Difference between denoise-single and denoise-pyro in DADA2

Hey guys, I have raw sequence which had been sequenced on Ion Torrent machine. I had followed the pipeline provided for Ion-torrent sequences and I had also done with denoise-single command with same parameters mentioned in the pipeline. When I ran the command with denoise-pyro it took longer time and when I done with denoise-single it took some time, I have two questions
A) Why the denoise-pyro took longer time.?
B) When I compared both the results there was only an small change in the frequency so can we conclude that we can either commands…? (i.e can we use denoise-single with parameter p-trim-left 15 and use the representative sequences for further analysis)

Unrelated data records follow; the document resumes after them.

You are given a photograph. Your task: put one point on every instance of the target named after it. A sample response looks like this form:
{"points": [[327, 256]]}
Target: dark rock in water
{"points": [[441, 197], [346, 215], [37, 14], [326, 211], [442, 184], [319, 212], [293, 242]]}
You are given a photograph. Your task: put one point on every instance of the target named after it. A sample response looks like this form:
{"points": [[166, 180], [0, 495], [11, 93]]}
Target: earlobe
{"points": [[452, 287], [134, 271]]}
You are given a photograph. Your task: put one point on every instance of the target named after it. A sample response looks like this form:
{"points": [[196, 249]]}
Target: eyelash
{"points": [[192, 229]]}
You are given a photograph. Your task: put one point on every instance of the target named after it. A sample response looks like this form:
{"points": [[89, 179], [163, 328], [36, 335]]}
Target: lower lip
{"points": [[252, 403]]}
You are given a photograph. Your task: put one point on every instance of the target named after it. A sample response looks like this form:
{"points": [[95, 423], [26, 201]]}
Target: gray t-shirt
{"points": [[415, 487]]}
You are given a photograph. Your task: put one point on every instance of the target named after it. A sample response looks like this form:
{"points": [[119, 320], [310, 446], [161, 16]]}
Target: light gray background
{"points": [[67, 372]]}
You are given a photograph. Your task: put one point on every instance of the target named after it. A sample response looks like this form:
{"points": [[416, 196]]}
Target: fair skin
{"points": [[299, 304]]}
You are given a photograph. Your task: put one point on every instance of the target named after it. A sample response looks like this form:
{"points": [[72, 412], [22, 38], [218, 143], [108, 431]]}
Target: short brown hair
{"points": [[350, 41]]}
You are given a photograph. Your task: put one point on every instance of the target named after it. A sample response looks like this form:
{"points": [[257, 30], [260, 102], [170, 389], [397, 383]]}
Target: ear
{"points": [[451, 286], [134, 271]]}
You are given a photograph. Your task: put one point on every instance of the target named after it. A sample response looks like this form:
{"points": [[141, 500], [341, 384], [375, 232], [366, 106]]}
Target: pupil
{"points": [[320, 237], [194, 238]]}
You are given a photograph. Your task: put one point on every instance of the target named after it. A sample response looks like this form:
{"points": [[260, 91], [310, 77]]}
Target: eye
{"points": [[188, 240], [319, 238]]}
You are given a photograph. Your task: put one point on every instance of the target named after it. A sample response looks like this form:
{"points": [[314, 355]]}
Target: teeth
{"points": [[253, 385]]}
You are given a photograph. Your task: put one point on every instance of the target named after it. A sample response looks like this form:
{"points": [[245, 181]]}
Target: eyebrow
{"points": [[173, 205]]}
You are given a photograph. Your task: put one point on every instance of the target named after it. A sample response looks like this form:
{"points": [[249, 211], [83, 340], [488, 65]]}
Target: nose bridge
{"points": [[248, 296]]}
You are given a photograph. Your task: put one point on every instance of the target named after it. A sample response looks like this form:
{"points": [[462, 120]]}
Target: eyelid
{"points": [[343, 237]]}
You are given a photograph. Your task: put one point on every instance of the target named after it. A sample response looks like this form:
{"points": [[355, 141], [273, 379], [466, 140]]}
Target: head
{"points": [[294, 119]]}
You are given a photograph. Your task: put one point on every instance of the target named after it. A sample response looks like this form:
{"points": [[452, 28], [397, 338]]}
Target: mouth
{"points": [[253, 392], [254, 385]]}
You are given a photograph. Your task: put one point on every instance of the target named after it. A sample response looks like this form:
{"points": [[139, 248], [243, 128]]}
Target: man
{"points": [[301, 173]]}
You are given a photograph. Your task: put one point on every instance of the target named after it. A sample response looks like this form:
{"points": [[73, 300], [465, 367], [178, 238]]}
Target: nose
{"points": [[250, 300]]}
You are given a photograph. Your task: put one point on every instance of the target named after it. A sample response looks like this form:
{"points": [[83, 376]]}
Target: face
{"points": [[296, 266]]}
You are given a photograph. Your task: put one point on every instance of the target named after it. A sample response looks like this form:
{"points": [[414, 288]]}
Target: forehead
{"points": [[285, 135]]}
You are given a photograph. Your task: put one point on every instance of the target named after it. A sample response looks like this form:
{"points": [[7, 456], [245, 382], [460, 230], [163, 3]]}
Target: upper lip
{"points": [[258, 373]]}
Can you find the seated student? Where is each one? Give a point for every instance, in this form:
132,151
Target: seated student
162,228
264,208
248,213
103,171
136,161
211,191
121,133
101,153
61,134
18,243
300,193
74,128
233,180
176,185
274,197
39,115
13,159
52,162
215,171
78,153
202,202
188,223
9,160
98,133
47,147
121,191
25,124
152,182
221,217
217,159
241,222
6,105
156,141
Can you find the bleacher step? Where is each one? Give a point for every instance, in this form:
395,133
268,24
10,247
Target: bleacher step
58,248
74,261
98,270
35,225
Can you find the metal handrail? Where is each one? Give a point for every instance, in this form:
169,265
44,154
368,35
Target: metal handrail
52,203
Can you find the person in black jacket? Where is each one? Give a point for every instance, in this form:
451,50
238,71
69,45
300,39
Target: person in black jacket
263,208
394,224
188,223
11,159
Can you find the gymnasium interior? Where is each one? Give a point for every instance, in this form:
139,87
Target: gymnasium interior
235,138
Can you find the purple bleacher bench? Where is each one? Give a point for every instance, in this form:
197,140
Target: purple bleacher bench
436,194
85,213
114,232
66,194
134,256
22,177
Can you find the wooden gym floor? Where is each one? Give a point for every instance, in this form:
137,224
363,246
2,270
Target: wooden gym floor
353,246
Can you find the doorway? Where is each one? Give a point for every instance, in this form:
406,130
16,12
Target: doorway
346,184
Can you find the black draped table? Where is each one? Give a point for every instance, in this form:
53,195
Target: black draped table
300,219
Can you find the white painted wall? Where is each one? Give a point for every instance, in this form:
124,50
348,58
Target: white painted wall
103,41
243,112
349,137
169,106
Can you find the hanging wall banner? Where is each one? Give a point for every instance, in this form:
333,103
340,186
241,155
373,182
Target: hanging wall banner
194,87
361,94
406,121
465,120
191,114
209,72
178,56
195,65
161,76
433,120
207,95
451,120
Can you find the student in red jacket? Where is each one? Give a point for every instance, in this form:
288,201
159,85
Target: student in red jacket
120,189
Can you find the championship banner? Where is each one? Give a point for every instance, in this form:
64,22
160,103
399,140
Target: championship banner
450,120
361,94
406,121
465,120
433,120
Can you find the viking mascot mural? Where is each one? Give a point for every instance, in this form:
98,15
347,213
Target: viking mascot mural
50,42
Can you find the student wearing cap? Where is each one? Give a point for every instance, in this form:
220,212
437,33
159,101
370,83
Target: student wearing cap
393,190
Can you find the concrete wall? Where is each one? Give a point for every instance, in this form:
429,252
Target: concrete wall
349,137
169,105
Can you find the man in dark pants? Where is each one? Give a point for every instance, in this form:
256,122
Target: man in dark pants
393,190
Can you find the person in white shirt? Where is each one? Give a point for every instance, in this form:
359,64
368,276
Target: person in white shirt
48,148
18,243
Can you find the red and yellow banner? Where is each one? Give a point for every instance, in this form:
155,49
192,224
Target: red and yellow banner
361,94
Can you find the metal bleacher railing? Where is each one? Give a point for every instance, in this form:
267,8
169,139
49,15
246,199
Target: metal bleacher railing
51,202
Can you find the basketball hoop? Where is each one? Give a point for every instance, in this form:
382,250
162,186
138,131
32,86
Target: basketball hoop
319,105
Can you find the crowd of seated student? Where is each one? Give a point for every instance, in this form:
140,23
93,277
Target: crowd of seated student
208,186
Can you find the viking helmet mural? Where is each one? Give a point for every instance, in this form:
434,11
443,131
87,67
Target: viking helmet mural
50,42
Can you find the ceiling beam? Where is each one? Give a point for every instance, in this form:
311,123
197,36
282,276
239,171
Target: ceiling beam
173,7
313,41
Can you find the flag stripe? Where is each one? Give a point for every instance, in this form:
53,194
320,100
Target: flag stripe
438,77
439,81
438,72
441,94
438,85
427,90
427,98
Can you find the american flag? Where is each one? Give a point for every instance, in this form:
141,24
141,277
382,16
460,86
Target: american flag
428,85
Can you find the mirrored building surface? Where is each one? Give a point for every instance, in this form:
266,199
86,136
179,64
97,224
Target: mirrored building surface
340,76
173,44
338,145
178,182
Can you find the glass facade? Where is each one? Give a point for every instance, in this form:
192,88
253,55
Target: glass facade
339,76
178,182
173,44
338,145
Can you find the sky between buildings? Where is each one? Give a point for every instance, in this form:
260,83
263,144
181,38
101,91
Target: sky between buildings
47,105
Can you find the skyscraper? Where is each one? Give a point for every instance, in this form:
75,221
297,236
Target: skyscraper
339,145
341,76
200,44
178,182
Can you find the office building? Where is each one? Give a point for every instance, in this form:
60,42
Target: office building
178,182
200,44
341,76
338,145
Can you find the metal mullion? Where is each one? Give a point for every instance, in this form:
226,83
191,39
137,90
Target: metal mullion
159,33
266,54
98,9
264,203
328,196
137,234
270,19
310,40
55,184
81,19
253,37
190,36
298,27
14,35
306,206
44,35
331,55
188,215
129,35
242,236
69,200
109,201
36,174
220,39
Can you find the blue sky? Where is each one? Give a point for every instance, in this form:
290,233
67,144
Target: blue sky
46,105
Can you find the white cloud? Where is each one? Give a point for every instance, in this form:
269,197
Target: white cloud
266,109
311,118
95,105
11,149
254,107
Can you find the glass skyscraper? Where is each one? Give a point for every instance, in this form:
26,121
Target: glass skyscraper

I am new to Bioinfomatics analysis especially QIIME2

Hello @Sreevatshan,

Great question! While denoise-pyro and denoise-single both run on forward reads, they have different settings optimized for the error model of Ion Torrent vs Illumina.

For Illumina, the Q-score represents the chance of a point mutation, like ATT -> GTT.
For Ion Torrent, the Q-score represents the chance of an insertion or deletion, like ATT -> AAATT.

These different settings lead to different run times.

In the code, compare the settings used for denoise_single() and denoise_pyro().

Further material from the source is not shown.